And therein lies the rub. Our universe depends on some sort of order to maintain its very existence. We depend on this same order as well. The chemical elements, the atoms they are composed of, the hadrons and fermions in each atom, and the quarks inside each hardon all depend on some underlying order, if not actual structure, to maintain their integrity.
But there are times where our universe seems as if it is trying to maintain a neutral ground between order and chaos. You can see it in extremes of temperature. Absolute zero (−459.67° F, −273.15° C) is the coldest temperature possible, but a region of space can never actually be chilled to absolute zero without isolating that particular region from the rest of the universe due to zero-point energy and molecular motion itself. On the other end of the spectrum is the highest temperature possible, the Planck temperature - a number so large that I won't bother writing it here.
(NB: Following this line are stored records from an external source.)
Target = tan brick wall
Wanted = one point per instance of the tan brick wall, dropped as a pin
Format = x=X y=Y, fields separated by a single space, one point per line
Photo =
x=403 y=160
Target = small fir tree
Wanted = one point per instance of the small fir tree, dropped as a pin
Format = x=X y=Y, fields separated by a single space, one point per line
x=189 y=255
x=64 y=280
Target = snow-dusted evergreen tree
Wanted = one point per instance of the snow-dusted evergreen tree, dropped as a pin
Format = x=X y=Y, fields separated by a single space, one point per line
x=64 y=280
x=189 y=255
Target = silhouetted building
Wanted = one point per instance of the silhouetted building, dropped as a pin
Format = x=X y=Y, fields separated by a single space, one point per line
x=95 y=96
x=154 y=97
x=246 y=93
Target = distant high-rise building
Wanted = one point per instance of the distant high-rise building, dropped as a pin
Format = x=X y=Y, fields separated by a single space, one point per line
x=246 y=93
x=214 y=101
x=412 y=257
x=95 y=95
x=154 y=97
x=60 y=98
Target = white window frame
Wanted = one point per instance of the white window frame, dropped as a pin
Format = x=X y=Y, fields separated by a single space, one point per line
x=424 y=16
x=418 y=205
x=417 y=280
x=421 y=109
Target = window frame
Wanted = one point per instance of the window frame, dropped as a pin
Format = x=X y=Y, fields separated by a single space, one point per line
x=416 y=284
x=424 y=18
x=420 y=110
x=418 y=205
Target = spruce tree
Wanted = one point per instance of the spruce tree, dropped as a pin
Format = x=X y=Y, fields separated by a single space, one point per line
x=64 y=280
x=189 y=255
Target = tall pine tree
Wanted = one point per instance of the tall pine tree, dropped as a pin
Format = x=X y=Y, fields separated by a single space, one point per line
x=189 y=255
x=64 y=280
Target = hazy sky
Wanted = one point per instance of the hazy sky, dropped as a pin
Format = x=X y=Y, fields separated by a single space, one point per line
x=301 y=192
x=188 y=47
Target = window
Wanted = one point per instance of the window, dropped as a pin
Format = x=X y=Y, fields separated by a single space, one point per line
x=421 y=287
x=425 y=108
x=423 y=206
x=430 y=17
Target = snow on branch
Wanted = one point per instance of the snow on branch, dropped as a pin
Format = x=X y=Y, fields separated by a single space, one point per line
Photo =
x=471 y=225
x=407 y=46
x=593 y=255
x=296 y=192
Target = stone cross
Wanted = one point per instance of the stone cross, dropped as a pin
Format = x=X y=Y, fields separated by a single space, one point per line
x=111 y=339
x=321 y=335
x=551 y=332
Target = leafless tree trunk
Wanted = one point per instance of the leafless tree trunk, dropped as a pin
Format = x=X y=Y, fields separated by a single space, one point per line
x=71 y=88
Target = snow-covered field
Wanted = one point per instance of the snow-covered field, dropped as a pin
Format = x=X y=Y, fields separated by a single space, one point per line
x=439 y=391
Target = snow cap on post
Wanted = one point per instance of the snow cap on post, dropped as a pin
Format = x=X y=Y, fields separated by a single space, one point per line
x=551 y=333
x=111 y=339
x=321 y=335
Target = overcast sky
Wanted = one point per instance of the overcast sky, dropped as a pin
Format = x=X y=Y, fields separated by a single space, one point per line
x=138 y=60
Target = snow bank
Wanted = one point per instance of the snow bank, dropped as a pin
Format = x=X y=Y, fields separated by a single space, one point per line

At Planck temperature, particle energies may become so large that the gravitational forces between them become as strong as any other forces, meaning that the four forces of nature (gravity, electromagnetism, strong nuclear, and weak nuclear) could be united into a single force at such a hellish extreme of heat, but in order to reach such a temperature, every subatomic particle in that region would have to travel at the speed of light, which means Planck temperature - absolute chaos - should be as impossible to reach as the ultimate order of absolute zero.
Is this just rambling, or am I onto something here, and does this bode anything for our own ideas of discipline vs. freedom within a social and intellectual context?